Incubate in BioSpace on the FDA and the Federal Government Shutdown
- Incubate Coalition
- Oct 29, 2025
- 2 min read
Incubate executive director John Stanford was featured in a BioSpace article by news editor Dan Samorodnitsky on how the ongoing federal government shutdown is affecting the Food and Drug Administration and the broader biopharmaceutical ecosystem.
As the shutdown stretches on, Stanford warned that uncertainty and funding lapses are beginning to slow biotech activity and signal risk to the United States' standing as the global center for innovation. He noted that the prolonged impasse is already delaying key programs like the Small Business Innovation Research (SBIR) initiative, which provides billions in R&D funding for startups across the life sciences sector:
"This is slowing down the ability of biotechs to get answers from the government," John Stanford, executive director of Incubate, a coalition of life sciences investors, told BioSpace, speaking from his car on the way to Capitol Hill to talk with lawmakers.

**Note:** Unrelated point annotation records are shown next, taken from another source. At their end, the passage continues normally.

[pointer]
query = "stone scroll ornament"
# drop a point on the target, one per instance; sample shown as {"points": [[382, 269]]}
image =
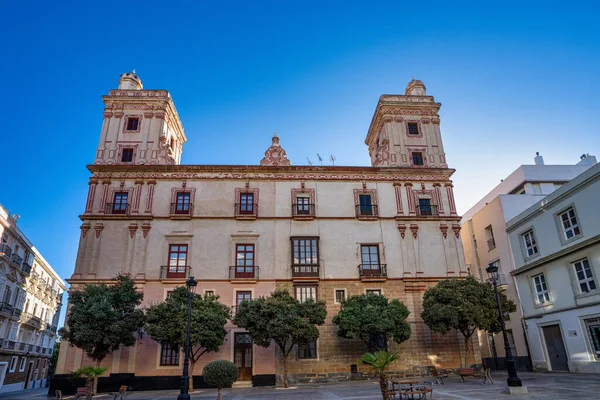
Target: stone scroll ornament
{"points": [[275, 155]]}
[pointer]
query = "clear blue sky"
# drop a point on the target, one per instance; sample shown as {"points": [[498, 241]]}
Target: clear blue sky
{"points": [[513, 79]]}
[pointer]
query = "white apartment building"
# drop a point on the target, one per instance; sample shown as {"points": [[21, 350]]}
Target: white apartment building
{"points": [[556, 249], [31, 299], [485, 242]]}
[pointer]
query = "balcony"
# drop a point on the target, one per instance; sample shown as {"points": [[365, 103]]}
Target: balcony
{"points": [[372, 272], [246, 211], [181, 210], [5, 251], [424, 210], [244, 273], [117, 209], [305, 271], [367, 212], [25, 269], [170, 272], [17, 260], [6, 308], [303, 211]]}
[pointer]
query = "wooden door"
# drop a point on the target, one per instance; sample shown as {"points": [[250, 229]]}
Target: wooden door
{"points": [[556, 348], [242, 350]]}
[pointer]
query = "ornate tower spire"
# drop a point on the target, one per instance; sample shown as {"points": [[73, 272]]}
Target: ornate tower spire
{"points": [[275, 155]]}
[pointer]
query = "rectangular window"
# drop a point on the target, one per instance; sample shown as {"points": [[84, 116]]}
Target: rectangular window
{"points": [[169, 354], [177, 261], [120, 203], [530, 243], [541, 289], [369, 257], [365, 204], [308, 350], [127, 155], [489, 234], [304, 293], [340, 295], [417, 158], [413, 128], [303, 205], [132, 123], [569, 224], [585, 279], [246, 203]]}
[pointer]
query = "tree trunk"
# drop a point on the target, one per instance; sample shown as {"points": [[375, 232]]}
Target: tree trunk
{"points": [[285, 381], [383, 385]]}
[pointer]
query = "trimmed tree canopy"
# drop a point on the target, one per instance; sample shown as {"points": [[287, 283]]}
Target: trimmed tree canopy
{"points": [[102, 318], [372, 316]]}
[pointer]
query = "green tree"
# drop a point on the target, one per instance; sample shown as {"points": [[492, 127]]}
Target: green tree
{"points": [[166, 322], [380, 361], [102, 318], [220, 373], [91, 375], [373, 319], [282, 319], [465, 305]]}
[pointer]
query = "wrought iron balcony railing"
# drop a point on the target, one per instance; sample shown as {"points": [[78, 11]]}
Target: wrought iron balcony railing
{"points": [[243, 272], [372, 270], [174, 272]]}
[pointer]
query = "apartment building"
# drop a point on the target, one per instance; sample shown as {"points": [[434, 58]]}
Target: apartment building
{"points": [[322, 232], [31, 293], [485, 242]]}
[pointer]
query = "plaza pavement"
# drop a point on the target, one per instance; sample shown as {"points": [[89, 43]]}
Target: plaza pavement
{"points": [[560, 386]]}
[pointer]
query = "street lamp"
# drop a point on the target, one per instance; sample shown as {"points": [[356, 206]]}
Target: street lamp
{"points": [[512, 380], [184, 382]]}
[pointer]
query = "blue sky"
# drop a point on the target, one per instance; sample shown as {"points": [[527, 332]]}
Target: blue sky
{"points": [[513, 78]]}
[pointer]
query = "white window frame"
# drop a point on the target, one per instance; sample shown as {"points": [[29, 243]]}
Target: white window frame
{"points": [[544, 292], [573, 224], [13, 364], [22, 364], [588, 276], [533, 245]]}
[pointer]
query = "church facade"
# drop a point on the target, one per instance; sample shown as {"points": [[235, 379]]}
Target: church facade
{"points": [[325, 232]]}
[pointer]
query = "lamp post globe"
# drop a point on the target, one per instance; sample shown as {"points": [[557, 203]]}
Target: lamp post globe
{"points": [[513, 379], [184, 381]]}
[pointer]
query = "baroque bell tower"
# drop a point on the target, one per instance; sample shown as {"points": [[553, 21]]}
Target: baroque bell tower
{"points": [[140, 126], [405, 130]]}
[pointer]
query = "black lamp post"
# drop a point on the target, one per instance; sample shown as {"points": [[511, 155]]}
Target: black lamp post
{"points": [[513, 379], [184, 382]]}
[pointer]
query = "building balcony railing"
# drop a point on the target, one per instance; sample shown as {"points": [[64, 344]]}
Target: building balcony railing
{"points": [[17, 260], [5, 250], [182, 209], [247, 272], [6, 308], [367, 211], [174, 272], [427, 211], [246, 211], [300, 211], [372, 271], [305, 271], [117, 208], [26, 268]]}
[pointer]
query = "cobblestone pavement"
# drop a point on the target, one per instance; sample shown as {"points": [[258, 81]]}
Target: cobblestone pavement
{"points": [[540, 386]]}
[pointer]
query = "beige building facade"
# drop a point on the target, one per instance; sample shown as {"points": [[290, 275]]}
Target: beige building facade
{"points": [[485, 242], [31, 294], [325, 232]]}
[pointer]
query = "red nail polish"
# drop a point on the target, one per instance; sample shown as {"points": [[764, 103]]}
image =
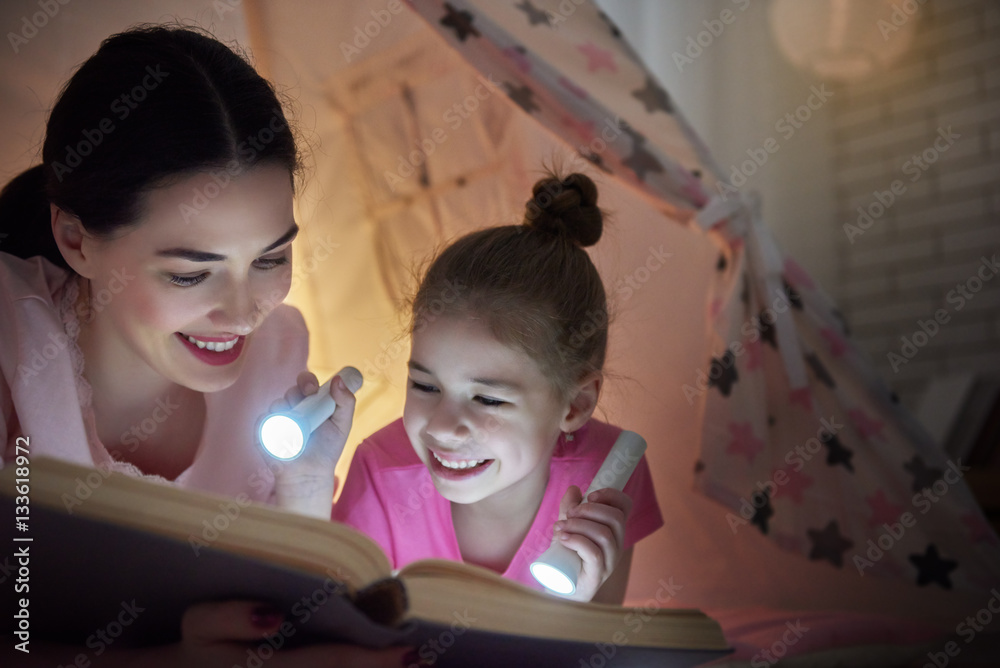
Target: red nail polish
{"points": [[265, 617]]}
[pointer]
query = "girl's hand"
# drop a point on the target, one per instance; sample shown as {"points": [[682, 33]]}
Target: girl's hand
{"points": [[306, 484], [595, 529]]}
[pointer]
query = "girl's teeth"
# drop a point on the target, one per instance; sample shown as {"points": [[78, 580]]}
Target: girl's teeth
{"points": [[214, 346], [462, 464]]}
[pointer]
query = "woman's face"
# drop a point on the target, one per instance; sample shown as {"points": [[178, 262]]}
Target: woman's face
{"points": [[182, 292]]}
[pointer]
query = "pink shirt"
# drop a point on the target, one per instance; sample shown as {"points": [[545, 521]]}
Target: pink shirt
{"points": [[389, 495], [44, 396]]}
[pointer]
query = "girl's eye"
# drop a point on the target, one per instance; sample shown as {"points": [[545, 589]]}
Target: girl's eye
{"points": [[422, 387], [488, 401], [271, 262], [187, 281]]}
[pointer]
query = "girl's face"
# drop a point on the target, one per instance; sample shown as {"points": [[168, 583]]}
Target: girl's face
{"points": [[479, 414], [182, 292]]}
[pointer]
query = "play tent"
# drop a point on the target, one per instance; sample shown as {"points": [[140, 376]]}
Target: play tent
{"points": [[792, 484]]}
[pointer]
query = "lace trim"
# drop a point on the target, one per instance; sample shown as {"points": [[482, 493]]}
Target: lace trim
{"points": [[71, 325]]}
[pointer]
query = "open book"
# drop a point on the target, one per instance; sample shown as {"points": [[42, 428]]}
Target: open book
{"points": [[117, 559]]}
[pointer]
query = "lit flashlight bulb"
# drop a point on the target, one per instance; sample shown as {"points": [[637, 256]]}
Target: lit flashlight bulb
{"points": [[559, 567], [284, 435]]}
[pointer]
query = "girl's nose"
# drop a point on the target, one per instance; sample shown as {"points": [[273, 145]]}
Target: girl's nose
{"points": [[446, 424]]}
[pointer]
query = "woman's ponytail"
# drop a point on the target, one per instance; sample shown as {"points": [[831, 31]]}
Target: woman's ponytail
{"points": [[25, 221]]}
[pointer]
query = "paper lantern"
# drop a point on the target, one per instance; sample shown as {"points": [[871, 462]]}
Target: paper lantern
{"points": [[844, 40]]}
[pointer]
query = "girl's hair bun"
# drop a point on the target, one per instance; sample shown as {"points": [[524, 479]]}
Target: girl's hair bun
{"points": [[566, 207]]}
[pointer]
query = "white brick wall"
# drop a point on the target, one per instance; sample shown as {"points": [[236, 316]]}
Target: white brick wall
{"points": [[933, 235]]}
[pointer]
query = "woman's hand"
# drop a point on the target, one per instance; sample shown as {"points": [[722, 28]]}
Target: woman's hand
{"points": [[307, 484], [595, 529], [226, 634]]}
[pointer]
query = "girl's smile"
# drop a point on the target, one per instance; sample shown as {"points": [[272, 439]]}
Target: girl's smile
{"points": [[480, 414]]}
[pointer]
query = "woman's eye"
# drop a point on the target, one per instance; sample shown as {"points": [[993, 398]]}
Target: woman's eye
{"points": [[489, 401], [422, 387], [271, 262], [187, 281]]}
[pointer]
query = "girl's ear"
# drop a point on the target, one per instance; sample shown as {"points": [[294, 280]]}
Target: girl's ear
{"points": [[583, 403], [72, 240]]}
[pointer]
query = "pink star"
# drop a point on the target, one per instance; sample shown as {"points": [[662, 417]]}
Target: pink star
{"points": [[865, 425], [796, 483], [883, 510], [978, 527], [801, 396], [573, 88], [521, 60], [744, 442], [753, 355], [836, 342], [597, 58], [797, 276]]}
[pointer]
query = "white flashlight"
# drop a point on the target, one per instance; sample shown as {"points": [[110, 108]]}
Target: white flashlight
{"points": [[284, 435], [559, 567]]}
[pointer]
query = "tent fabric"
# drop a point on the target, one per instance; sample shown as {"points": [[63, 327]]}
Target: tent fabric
{"points": [[416, 134], [784, 384]]}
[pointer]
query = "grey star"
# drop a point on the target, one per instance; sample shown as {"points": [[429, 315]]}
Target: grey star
{"points": [[829, 544], [523, 97], [641, 160], [653, 97], [535, 16]]}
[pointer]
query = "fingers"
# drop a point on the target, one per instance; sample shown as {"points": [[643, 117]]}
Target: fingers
{"points": [[595, 529], [570, 499], [229, 621], [343, 417], [306, 384]]}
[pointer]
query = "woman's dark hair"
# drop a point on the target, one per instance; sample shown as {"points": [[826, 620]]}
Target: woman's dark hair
{"points": [[532, 284], [153, 104]]}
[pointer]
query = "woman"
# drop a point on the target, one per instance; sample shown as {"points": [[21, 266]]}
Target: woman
{"points": [[141, 281]]}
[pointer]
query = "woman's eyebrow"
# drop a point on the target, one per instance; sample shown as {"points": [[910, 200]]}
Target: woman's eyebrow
{"points": [[204, 256]]}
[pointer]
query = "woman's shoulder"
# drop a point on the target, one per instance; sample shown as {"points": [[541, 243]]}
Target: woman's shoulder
{"points": [[30, 278]]}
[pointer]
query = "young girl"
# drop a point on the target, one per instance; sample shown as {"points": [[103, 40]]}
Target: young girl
{"points": [[509, 332]]}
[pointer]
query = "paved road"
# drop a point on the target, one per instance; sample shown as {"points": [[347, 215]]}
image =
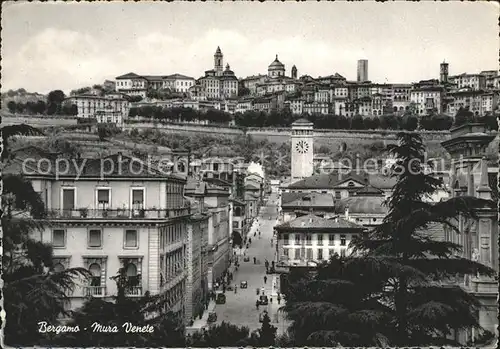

"This is a different kind of shutdown" in comparison to previous impasses, Stanford said. "The administration is keeping the lights on where it's politically expedient." Other experts who spoke with BioSpace noted that the Trump administration has continuously found sources of funding to keep programs it prioritizes afloat, regardless of the potential legality of spending money that Congress has not specifically appropriated.
While the shutdown's length -- four weeks and counting -- does not broadly affect the bottom line of companies whose timelines are measured in years or decades, there have already been impacts for biopharma, Stanford said.
Top of mind for him is the Small Business Innovation Research (SBIR) program, a U.S. government initiative to fund research and development-oriented start-ups, which lapsed on Oct. 1. SBIR disburses upwards of $4 billion in grants and awards each year, Stanford said, often calling for applications in specific therapeutic areas. Past notable recipients have been companies like Takeda and Alkermes...
...The shutdown is also having a broader effect on the perception of the U.S. and its health industry more generally, Stanford added.